Солнечная - Чуковский Корней Иванович 2 стр.


И понял про хвостатое дерево: потому-то оно и зовется хвостатым, что за его ветки цепляются хвосты монахов.

И Солнечная познакомилась понемногу с Сережей. Ребята дали ему кличку Броватый, так как у него были необыкновенные брови, которые постоянно находились в движении. Стоило ему на мгновение задуматься, они сбегались у его переносицы, а когда он удивлялся чему-нибудь, они взлетали вверх, как самолеты. Никогда им не было покоя, так как чувства у него ежеминутно менялись. Был он грузин, сын актера, жил то в Москве, то в Тбилиси. Звали его Сергей Гасвиани. Он пылко вглядывался во всех окружающих, и его выпуклые, невероятно большие глаза то загорались огнем, то темнели.

Понемногу он разговорился с соседями и узнал, что почти все они — дети рабочих, главным образом из Одессы, Ростова и Харькова.

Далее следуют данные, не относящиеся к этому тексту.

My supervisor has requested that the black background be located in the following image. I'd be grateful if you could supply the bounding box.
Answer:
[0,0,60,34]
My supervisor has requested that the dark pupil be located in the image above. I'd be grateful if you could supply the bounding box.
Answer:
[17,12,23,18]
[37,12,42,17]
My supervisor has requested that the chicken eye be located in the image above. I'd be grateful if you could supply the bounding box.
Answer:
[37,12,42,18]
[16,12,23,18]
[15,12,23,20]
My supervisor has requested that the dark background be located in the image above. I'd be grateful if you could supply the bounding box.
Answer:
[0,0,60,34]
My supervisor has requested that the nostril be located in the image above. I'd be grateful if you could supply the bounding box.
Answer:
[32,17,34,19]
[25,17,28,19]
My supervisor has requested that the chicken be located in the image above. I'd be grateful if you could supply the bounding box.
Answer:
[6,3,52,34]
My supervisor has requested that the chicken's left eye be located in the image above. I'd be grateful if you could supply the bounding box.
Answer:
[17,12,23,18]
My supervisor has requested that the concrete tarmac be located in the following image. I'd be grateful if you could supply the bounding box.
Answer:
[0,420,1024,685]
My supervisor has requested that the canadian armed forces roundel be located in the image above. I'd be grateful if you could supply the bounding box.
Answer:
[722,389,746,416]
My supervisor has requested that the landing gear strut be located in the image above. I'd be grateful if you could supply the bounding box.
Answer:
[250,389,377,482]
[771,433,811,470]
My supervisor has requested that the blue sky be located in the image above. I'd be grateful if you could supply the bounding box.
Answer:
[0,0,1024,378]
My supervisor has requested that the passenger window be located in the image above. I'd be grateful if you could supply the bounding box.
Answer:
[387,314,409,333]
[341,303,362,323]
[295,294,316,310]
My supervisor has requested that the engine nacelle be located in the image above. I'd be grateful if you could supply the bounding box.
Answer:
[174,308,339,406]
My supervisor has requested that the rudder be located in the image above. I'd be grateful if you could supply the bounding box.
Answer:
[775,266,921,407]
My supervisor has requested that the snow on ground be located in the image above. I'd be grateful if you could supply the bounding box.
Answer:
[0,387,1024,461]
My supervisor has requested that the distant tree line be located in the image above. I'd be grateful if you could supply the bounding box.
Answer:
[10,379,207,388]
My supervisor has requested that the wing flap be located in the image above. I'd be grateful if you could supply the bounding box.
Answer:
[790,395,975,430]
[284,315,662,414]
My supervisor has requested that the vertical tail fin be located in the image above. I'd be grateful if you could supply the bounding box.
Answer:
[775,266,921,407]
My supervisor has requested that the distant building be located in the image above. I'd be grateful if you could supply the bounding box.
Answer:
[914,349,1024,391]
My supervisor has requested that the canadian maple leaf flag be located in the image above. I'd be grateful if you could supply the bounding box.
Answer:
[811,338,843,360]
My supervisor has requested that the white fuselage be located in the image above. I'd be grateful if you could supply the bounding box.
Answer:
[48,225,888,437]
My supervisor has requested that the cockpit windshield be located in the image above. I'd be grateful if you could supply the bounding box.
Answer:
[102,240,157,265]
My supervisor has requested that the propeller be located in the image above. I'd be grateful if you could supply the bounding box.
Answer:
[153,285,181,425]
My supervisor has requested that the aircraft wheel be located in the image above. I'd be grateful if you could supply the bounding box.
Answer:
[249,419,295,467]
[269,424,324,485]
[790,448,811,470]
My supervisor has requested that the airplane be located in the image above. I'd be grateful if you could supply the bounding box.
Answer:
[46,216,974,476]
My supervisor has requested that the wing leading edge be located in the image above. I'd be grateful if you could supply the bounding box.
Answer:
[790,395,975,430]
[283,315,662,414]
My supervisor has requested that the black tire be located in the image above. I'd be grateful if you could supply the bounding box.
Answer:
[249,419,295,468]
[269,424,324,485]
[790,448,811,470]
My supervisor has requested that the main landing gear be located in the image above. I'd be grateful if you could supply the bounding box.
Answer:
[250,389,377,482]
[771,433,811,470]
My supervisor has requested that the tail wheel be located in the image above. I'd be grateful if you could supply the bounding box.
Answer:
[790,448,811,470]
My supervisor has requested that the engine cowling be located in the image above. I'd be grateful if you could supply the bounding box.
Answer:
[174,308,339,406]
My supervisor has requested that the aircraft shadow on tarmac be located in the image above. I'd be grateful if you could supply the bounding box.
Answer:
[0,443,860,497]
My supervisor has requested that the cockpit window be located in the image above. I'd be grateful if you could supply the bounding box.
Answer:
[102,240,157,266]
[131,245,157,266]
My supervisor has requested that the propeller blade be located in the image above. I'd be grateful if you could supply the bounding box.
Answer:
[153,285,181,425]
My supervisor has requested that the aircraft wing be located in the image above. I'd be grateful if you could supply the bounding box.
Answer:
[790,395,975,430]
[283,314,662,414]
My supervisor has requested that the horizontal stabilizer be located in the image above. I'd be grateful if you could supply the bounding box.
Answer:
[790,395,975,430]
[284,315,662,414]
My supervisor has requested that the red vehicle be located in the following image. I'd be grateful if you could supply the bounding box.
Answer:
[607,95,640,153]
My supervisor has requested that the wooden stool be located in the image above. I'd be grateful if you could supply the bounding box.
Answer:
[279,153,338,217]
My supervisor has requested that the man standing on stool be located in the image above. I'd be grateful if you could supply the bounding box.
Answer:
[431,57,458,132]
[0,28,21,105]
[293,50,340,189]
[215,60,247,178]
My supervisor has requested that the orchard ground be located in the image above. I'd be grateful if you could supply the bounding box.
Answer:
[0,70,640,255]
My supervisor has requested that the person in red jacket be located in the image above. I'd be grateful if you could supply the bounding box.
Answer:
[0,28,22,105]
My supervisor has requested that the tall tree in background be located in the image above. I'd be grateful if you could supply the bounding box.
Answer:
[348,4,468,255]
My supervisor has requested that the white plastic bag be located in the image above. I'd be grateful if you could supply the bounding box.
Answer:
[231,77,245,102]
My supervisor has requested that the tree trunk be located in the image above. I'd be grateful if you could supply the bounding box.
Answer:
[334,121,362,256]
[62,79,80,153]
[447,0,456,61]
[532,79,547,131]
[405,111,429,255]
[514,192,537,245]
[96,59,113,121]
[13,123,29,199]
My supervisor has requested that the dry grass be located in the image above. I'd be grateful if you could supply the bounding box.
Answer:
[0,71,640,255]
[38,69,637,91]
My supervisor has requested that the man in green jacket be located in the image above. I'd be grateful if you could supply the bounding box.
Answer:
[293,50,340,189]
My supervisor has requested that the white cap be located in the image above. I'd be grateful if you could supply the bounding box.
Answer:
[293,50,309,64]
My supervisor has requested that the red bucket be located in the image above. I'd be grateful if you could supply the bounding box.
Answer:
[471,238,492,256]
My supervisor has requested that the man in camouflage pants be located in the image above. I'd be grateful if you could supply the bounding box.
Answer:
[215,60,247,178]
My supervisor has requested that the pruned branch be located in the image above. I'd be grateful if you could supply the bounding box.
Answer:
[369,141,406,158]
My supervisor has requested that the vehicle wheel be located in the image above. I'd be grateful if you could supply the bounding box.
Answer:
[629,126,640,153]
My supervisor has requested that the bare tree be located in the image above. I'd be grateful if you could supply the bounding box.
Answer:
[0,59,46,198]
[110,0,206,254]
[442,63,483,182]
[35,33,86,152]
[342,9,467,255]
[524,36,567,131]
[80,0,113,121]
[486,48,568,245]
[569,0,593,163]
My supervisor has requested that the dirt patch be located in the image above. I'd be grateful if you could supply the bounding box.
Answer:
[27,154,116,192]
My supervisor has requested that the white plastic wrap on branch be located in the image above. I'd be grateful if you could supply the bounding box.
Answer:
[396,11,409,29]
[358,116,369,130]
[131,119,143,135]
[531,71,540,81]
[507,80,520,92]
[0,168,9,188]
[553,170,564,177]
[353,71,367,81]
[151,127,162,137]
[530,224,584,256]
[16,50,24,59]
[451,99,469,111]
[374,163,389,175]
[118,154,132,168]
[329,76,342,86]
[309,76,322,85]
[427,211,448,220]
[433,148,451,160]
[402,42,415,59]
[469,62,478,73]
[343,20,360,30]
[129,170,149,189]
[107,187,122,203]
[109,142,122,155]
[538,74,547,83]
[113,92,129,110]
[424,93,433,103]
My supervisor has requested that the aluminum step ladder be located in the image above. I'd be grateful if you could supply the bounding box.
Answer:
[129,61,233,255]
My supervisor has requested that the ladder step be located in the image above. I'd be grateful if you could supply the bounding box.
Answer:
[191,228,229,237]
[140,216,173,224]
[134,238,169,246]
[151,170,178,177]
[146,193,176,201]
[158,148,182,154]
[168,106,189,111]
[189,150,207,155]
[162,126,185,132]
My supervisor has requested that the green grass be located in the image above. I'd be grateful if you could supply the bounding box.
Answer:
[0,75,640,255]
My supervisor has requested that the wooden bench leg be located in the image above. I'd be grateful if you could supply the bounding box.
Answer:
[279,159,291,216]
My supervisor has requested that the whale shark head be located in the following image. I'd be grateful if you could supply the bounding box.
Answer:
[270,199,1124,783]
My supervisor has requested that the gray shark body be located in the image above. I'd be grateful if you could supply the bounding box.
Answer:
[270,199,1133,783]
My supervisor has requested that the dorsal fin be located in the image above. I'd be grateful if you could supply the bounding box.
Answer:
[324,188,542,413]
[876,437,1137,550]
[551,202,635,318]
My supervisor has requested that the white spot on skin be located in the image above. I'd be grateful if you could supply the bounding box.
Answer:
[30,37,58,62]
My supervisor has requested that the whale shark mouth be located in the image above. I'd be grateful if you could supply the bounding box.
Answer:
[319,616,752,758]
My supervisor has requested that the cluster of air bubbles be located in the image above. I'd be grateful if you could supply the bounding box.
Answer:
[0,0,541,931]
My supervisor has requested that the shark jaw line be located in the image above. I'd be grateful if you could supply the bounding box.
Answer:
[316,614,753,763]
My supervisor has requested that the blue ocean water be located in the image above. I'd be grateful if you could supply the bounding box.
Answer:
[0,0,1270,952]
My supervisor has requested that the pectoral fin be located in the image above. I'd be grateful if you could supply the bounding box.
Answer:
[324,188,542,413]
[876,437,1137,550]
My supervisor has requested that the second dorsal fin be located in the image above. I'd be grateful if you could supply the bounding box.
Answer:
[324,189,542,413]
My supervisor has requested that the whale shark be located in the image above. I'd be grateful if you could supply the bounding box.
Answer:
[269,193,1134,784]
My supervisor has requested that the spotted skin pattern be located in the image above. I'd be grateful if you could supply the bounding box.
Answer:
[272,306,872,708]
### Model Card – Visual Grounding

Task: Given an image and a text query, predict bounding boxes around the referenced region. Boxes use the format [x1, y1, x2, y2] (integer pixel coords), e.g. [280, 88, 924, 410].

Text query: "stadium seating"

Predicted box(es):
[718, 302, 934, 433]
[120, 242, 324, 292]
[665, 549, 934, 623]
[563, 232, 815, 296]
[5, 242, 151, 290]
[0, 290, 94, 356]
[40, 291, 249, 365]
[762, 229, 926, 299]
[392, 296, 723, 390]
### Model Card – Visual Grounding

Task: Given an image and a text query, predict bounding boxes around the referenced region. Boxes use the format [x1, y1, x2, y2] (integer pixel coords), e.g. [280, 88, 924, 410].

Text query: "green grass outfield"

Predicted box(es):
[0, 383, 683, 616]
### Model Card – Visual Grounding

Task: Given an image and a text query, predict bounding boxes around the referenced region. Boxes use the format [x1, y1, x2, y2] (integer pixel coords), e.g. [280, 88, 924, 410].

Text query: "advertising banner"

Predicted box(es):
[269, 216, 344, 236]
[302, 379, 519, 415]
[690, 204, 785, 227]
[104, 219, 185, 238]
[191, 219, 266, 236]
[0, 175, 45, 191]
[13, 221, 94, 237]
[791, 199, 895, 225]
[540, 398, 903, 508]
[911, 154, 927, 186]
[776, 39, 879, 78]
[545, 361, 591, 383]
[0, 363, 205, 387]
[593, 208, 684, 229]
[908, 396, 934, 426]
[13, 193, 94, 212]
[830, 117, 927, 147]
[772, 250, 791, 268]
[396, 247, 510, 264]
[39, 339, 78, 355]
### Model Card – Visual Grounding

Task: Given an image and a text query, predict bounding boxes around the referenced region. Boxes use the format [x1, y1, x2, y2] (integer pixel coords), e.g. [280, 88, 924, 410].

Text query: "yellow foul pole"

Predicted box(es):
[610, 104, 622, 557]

Цыбулин отец был шахтером, А Лёлин — кочегаром на пароходе «Заря». Пароход каждую декаду проходил мимо Солнечной, проходил на горизонте, далеко-далеко, и всё же Лёля всегда узнавала его.

— Это наш пароход! Это папин!

И долго не могла успокоиться.

Многие ребята были взяты сюда из детских домов, из больниц, только Буба и Илько прямо с улицы.

— Буба? Буба?

Да кто же он такой Буба? — спросил однажды у своих соседей Сережа.

— О, Буба…

И они заговорили все зараз.

Сережа не знал, кого слушать. Особенно кипятился лилипут Соломон, маленький человечек с большой головой, лежавший у самого края, неподалеку от хвостатого дерева. Лицо у Соломона было стариковское, сморщенное, а ручки и ножки — как у пятилетнего мальчика.

Бубу он ненавидел до слёз и, чуть только услышал его имя, тотчас же приковылял на своем костыльке и затараторил взволнованным голосом:

— Буба? Это погромщик-бандит-хулиган-паразит-мародёр!

Ему место не здесь, а за хорошей решеткой. Я лежу здесь уже пятый год, а еще не видел таких паразитов. Мы с ним цацкаемся: «Бубочка, Бубочка», а его нужно к чертям, и чем скорее, тем лучше.

Соломон говорил быстро-быстро и потрясал костыльком, как оружием. Подмышкой у него были шахматы и какая-то большая бумага.

Оказалось, что Буба действительно ужасный преступник. Его привезли сюда чуть не из воровского притона, и в первый же день, когда доктор Демьян Емельяныч наклонился над его больным бедром, Буба впился доктору зубами в плечо и укусил его, как бешеный пес.

— Чудак! — сказал Демьян Емельяныч. — Если ты не будешь лечиться, у тебя пропадет все нога.

— Пускай пропадет, — сказал Буба. — Не твоя нога, а моя.

И пнул его здоровой ногой.

Был он мрачный и сонный, ни на кого не глядел, на товарищей не обращал никакого внимания, сидел нахохлившись и угрюмо молчал.

— Отвяжись, — сипло сказал он длинноусому санитару Максиму, когда тот обратился к нему с каким-то вопросом.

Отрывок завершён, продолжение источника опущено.